Data Science for Humanities 1¶

Session: (Re-)introduction to Python¶

Part 1: Fundamentals¶

Winter term 22/23¶

Prof. Goran Glavaš, Lennart Keller¶

Goals¶

After this part you'll know about:

  • The basic properties of Python
  • How to define variables
  • Python's basic data types
  • Conditions
  • Loops

Prologue: Before we start some philosophical poetry 😊¶

In [1]:
import this
The Zen of Python, by Tim Peters

Beautiful is better than ugly.
Explicit is better than implicit.
Simple is better than complex.
Complex is better than complicated.
Flat is better than nested.
Sparse is better than dense.
Readability counts.
Special cases aren't special enough to break the rules.
Although practicality beats purity.
Errors should never pass silently.
Unless explicitly silenced.
In the face of ambiguity, refuse the temptation to guess.
There should be one-- and preferably only one --obvious way to do it.
Although that way may not be obvious at first unless you're Dutch.
Now is better than never.
Although never is often better than *right* now.
If the implementation is hard to explain, it's a bad idea.
If the implementation is easy to explain, it may be a good idea.
Namespaces are one honking great idea -- let's do more of those!

Python¶

What is Python so popular?¶

  • The swiss-army-knife of programming languages – It's not optimized for a specific use case.
    • Instead and due to its vast ecosystem of third-party libraries, people use Python for various tasks.
    • Examples: Data Science (Statistics, Machine Learning, Visualization, etc.), Web Development, Data Conversion, Scripting, and everything else that you can think of (except those tasks where speed is crucial)
  • Very High-Level programming language – Agnostic towards the OS and Hardware it runs on; ships with most of the standard data- and control structures.
  • REPL (read-eval-print loop) – Allowing explorative interaction with the language, making it easy for beginners to do their first steps gradually.

Some properties that help making programming in Python easy¶

  • Simple and concise syntax
    • Indentation is semantically meaningful and required by the language itself
  • Interpreted language: Code gets translated to machine code during runtime
    • No compilation step needed; allows intermediate feedback
  • Dynamic and strong typing: Variables can change and have multiple datatypes, but they don't change their type unless explicitly stated.
  • Multi-paradigm language: Although the core language-design highly relies on the Object-Oriented-Paradigm, Python also supports a subset of functional programming techniques.

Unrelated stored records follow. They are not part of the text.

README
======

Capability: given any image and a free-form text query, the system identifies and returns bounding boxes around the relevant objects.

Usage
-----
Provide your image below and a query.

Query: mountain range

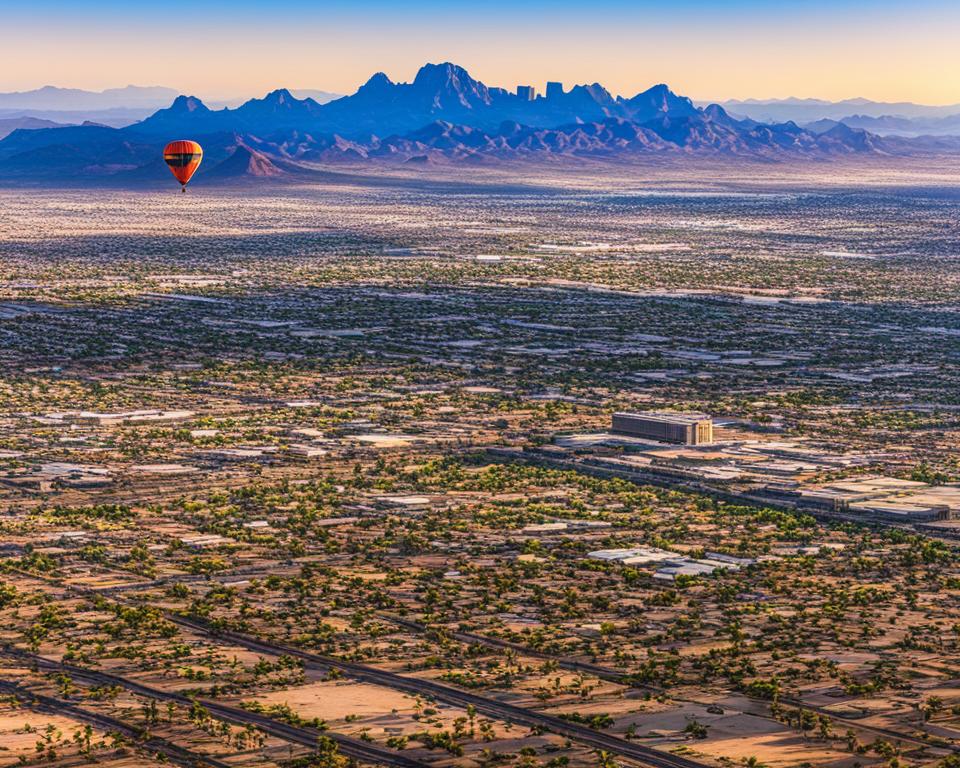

Python's syntax, or: Programming with pseudocode¶

In [2]:
def count_word_lengths(text):
    words = text.split(" ")
    all_word_lengths = []
    for word in words:
        word_length = len(word)
        all_word_lengths.append(word_length)
    return all_word_lengths
In [3]:
count_word_lengths(
    "Programming in Python alleviates executing your research ideas very quickly"
)
Out[3]:
[11, 2, 6, 10, 9, 4, 8, 5, 4, 7]

First things first: Hello World¶

In [4]:
print("Hello World")
Hello World

Done 🤗

A little bit of contextual knowledge:¶

print is called a function.

  • Function (usually) take in arguments (=data) and do something with it.
  • Arguments are passed to the function within the round brackets after the function's name.
  • A function name with trailing round brackets is called a function call
    • Some functions do not require arguments (i.e., data as input), but they still have to be called to execute them!

The print-function takes in data and writes it the current output.

In [5]:
print(0, 1, 3)
print("A", "B", "C")
print(0, "A", 1, "B", 2, "C")
0 1 3
A B C
0 A 1 B 2 C
In [6]:
from time import time

print("Current unix timestamp is", time()) # <= The time-function does not need any input,
                                           # but steel needs round brackets to be evoked!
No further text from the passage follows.